Zsuzsi Gartner, "Laplanders"

It's December 7. Zsuzsi Gartner, author of Better Living Through Plastic Explosives and editor of Darwin's Bastards, hopes you will remember to use correct postage.

How would you describe your story?

ZSUZSI GARTNER: "Laplanders" (working title: "Ich bin ein Laplander") is an epic love story spanning three continents in 3,350 words. I'm waiting for Brad Pitt's production company to come knocking!

When did you write it, and how did the writing process compare to your other work?

ZG: I wrote the story a couple of years ago during my "analog year" (off all things digital), so the writing process was distinctly different. The many drafts of "Laplanders" were composed entirely on a cherry red circa-1961 IBM Selectric (and a bit by hand). As a result, I think it (and the rest of the fiction I wrote during that time) are tonally different from my previous work—perhaps a bit less manic, fewer rogue-elephantine sentences.

What, for you, are the essential elements of a good short story? 
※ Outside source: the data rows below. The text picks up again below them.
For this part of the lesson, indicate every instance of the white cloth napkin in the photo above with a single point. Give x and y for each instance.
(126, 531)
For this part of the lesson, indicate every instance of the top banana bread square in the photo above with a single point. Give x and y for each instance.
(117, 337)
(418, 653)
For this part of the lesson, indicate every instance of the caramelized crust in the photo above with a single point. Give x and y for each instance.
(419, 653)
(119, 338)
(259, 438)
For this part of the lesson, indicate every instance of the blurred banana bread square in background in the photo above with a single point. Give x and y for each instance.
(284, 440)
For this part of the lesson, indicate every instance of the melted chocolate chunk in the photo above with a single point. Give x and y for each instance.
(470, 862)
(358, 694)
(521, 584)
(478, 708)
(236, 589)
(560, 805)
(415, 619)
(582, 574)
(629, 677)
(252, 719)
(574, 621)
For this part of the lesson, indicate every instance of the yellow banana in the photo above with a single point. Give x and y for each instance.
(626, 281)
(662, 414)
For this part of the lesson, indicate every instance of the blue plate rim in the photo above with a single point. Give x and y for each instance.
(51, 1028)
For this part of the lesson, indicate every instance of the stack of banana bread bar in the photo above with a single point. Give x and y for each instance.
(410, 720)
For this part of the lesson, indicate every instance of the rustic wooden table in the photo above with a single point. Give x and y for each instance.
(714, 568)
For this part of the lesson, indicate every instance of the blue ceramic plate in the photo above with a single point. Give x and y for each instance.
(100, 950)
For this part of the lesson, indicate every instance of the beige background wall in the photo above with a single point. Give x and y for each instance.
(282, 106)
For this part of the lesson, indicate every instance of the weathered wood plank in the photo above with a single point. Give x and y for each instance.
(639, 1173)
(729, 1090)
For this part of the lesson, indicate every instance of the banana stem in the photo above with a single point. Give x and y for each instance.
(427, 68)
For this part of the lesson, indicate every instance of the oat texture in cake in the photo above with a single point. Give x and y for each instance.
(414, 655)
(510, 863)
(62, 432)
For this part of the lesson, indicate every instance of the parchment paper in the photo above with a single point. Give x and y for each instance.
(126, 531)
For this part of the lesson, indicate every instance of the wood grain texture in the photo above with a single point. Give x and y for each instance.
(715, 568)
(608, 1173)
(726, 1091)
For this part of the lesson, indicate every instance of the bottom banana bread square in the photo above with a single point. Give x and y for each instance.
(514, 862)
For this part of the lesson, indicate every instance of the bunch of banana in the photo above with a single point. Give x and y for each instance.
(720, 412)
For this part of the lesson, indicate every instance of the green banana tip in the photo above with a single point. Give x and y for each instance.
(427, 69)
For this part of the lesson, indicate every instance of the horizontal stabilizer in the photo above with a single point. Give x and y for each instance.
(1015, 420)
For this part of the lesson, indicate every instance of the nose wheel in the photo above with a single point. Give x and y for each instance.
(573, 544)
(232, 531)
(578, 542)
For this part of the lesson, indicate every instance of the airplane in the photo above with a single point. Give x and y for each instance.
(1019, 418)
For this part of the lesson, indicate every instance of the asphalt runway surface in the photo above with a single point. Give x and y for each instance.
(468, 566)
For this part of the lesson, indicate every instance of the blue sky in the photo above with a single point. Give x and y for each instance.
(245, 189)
ZG: Vibrancy, a sense of necessity, some humour, and a passion for the sentence as a technology.

Did this story require any research?

ZG: I had been to China a few months before—which is what inspired the story—but I lightly researched the Helsinki and Swedish elements (using good old-fashioned books, but when I couldn't find a description or photo of Nokia Headquarters in any book or magazine, I had to cheat and call on Mr. Google). I have an obsession with Finland—it's on my bucket list—but the Helsinki in the story is more my fairytale version of the place than the real city and environs.

Where can people go to learn more about you and your work?

ZG: I'm terrible about updating my website—I'm an analog girl at heart—but for what it's worth: www.zsuzsigartner.com.

What's on your Christmas list this year?

ZG: I never make lists because I love being surprised. So looking forward to cracking open stories from the calendar every day in December.